The NFL was so smitten by these two Florida receivers that both were snapped up within the first 16 picks of the 1997 draft.
To say they crashed and burned in the NFL would overstate the case. But there’s no doubt that they both failed to live up to the expectations they had forged for themselves as leaders of arguably college football’s most spectacular offense of the 1990s.
Those 1996 Gators were so talented that two of their back-up receivers were also high draft picks: Jacquez Green was taken in the second round of the 1998 draft. Travis McGriff was grabbed in the third round of the 1999 draft. Neither made much of a dent in the NFL, as the chart above indicates.
More recent drafts have been just as bad.

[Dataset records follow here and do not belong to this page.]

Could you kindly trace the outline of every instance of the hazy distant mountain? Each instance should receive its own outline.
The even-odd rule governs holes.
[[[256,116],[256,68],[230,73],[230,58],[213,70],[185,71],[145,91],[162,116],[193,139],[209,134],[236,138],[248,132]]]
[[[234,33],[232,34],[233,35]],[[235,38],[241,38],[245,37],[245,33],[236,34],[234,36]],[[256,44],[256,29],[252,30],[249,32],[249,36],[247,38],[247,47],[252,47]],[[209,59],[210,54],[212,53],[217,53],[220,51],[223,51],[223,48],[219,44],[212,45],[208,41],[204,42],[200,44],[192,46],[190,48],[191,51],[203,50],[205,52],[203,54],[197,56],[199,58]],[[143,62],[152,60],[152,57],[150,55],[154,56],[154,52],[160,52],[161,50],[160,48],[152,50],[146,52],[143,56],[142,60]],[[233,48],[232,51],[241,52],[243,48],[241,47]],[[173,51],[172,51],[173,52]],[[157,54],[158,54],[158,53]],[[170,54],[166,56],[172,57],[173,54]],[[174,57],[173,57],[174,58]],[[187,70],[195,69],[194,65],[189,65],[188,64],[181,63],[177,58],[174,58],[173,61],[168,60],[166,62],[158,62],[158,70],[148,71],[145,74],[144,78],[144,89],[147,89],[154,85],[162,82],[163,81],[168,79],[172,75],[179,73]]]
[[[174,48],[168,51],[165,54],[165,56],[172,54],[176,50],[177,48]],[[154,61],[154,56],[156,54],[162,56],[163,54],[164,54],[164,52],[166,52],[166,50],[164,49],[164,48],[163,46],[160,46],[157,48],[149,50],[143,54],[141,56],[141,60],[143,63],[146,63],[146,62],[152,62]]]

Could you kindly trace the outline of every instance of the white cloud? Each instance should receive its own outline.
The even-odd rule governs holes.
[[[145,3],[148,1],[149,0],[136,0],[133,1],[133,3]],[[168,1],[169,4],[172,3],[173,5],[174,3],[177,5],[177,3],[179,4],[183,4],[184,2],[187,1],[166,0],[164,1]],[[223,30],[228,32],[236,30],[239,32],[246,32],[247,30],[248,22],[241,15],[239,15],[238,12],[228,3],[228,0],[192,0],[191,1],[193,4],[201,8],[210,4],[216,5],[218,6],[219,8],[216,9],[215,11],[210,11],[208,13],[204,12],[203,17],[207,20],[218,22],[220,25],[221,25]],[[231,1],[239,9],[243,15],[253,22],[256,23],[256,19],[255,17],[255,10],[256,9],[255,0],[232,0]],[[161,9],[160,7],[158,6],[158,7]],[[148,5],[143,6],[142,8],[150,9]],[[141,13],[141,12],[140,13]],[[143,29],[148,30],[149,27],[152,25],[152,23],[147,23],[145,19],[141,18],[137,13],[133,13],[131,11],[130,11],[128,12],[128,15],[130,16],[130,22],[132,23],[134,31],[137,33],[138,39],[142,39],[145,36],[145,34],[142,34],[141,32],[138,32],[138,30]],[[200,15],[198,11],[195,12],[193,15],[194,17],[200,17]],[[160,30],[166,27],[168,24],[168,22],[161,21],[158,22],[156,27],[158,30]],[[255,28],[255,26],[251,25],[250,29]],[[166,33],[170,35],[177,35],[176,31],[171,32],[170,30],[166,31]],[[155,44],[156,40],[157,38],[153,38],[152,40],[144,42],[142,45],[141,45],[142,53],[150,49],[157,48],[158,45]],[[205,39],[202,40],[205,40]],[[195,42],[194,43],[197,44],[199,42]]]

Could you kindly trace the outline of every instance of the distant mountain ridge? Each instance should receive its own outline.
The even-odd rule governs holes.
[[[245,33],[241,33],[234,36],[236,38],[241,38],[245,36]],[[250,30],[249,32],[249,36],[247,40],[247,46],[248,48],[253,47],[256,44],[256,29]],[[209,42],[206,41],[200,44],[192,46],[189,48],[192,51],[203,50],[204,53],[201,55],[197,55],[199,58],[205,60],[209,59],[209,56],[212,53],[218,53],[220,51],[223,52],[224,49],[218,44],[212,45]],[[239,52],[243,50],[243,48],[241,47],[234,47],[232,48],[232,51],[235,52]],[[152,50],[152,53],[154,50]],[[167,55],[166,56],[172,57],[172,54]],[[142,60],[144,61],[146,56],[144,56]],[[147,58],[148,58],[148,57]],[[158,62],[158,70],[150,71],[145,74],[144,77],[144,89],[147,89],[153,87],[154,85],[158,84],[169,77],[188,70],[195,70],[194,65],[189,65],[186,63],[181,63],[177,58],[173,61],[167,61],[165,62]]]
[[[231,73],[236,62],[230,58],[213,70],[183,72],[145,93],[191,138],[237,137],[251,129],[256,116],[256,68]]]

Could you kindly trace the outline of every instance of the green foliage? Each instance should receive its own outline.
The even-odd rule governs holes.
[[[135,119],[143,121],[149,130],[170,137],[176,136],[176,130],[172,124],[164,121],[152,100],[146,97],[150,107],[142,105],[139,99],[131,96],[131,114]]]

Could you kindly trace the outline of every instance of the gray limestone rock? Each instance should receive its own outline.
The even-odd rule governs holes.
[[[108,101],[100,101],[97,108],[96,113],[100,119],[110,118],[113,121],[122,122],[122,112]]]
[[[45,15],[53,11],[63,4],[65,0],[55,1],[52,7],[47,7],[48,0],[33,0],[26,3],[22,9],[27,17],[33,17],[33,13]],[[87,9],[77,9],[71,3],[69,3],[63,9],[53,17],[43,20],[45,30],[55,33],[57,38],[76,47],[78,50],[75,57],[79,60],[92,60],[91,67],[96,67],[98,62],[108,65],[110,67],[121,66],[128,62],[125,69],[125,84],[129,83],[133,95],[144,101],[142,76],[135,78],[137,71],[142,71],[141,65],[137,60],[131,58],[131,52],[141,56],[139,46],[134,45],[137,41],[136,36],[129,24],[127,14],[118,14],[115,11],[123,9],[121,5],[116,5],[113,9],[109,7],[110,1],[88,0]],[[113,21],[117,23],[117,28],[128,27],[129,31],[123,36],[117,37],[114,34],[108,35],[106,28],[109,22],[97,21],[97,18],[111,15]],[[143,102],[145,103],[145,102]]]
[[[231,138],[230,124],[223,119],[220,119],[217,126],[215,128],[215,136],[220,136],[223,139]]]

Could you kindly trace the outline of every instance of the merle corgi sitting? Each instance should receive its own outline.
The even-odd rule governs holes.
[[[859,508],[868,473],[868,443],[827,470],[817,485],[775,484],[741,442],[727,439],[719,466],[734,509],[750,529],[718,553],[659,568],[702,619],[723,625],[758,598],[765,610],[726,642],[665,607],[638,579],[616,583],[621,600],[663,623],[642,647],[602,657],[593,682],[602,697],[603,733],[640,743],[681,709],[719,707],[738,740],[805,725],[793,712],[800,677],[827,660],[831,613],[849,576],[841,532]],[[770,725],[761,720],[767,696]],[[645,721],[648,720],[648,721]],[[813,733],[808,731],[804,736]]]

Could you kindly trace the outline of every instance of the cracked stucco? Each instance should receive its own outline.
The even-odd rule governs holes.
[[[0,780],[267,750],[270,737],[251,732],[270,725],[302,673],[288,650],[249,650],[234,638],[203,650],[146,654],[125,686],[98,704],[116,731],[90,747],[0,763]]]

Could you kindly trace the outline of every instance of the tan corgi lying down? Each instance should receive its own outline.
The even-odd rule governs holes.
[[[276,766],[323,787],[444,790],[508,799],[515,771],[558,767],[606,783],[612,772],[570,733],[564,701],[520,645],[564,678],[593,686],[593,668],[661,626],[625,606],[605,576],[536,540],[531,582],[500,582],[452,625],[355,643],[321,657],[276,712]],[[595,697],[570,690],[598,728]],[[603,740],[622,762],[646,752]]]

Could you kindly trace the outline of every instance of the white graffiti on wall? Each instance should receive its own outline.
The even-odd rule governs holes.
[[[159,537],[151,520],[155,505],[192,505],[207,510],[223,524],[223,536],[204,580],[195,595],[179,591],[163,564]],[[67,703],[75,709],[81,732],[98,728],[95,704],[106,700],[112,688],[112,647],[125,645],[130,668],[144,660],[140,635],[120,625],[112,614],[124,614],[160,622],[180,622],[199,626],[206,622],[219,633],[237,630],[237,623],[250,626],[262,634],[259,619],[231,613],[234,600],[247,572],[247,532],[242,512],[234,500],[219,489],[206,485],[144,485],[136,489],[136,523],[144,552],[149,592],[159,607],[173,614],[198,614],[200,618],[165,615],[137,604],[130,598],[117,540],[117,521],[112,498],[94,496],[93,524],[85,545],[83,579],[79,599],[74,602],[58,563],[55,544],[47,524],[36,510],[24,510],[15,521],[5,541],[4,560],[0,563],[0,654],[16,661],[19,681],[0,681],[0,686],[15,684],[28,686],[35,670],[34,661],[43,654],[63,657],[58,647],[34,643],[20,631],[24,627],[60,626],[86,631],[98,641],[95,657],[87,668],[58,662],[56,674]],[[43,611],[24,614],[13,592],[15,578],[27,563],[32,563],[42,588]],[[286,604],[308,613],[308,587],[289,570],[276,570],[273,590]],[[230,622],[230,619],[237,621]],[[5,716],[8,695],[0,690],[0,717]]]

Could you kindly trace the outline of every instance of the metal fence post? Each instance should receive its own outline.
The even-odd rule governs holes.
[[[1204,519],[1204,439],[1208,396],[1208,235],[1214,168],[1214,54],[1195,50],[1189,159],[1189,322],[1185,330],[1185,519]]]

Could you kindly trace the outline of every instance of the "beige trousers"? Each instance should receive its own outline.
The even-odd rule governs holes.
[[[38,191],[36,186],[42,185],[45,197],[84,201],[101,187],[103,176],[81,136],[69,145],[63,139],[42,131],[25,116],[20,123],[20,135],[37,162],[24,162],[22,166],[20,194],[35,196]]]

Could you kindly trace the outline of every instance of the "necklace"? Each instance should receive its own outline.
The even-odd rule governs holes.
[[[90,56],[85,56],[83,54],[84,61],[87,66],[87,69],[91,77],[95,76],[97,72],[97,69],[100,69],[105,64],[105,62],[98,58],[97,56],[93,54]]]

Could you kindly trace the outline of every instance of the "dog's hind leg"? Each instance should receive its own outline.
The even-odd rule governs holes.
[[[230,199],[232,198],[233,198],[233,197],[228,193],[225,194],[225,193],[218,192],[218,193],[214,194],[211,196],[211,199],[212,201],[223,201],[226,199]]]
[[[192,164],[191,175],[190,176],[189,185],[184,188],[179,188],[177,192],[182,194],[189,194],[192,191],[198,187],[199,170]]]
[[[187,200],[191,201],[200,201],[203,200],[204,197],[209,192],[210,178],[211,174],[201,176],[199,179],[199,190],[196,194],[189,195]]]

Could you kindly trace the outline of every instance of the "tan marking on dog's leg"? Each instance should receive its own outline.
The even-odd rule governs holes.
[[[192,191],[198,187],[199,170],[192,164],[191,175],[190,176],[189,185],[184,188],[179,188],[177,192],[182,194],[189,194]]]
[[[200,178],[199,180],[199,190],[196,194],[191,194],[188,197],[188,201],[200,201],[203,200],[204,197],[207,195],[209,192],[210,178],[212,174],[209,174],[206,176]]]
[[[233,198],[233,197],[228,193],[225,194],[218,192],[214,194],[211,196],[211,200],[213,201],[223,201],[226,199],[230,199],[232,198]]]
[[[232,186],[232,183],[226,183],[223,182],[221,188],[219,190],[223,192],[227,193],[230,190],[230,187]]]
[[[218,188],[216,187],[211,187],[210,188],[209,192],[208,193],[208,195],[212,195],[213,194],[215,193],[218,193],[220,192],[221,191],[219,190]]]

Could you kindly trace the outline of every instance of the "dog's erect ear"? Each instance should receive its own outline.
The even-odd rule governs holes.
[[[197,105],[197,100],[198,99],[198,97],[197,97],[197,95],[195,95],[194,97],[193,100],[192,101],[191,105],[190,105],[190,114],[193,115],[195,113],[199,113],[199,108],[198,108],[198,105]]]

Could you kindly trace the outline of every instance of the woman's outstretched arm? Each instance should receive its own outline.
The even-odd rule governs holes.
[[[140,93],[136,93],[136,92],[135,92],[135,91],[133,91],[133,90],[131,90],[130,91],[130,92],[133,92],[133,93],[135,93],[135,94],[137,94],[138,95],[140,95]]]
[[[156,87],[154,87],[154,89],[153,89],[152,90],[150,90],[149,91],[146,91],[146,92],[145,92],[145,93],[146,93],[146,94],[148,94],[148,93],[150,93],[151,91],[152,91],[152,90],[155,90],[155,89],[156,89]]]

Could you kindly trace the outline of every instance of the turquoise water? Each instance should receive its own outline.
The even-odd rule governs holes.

New England grabbed athletically gifted Florida wide receiver Chad Jackson in the second round of the 2006 draft, the most recent in a growing list of bad picks by the Patriots. You need only four letters to describe Jackson's career: B-U-S-T.
Florida receiver Andre Caldwell was grabbed in the third round of last year's draft by the Bengals. He showed signs of life late in the season after recovering from a nagging foot injury. He may yet to prove to be a big-time NFL receiver. But his inauspicious start is typical of Florida wide receivers. Andre's older brother Reche, meanwhile, was a second-round pick in the 2002 draft. He scored just 11 TDs in a six-year career with three different teams.
Florida has prodced big-time NFL players at other positions over the past two decades, mostly only defense (Jevon Kearse, Alex Brown, Lito Sheppard).
But the long, long list of busts and underachievers out of the same school at the same position reeks of a systemic problem. To put it another way: Florida receivers are simply not as good as they seem when they're burning up SEC defenses. Florida receivers are consistently paired with top college quarterbacks, for example. They also play on teams filled by blue-chip performers at virtually every other position year after year. This cozy situations certainly help their production.
But perhaps the dual-threat Harvin is better than all of them. Maybe he turns into what teams expected when they devoted high picks to Ike Hilliard, Reidel Anthony or Travis Taylor.
We don't know what will happen when a team decides to roll the dice on Harvin later this month. But we do know this: Florida wideouts in the NFL are one of the biggest gambles in sports.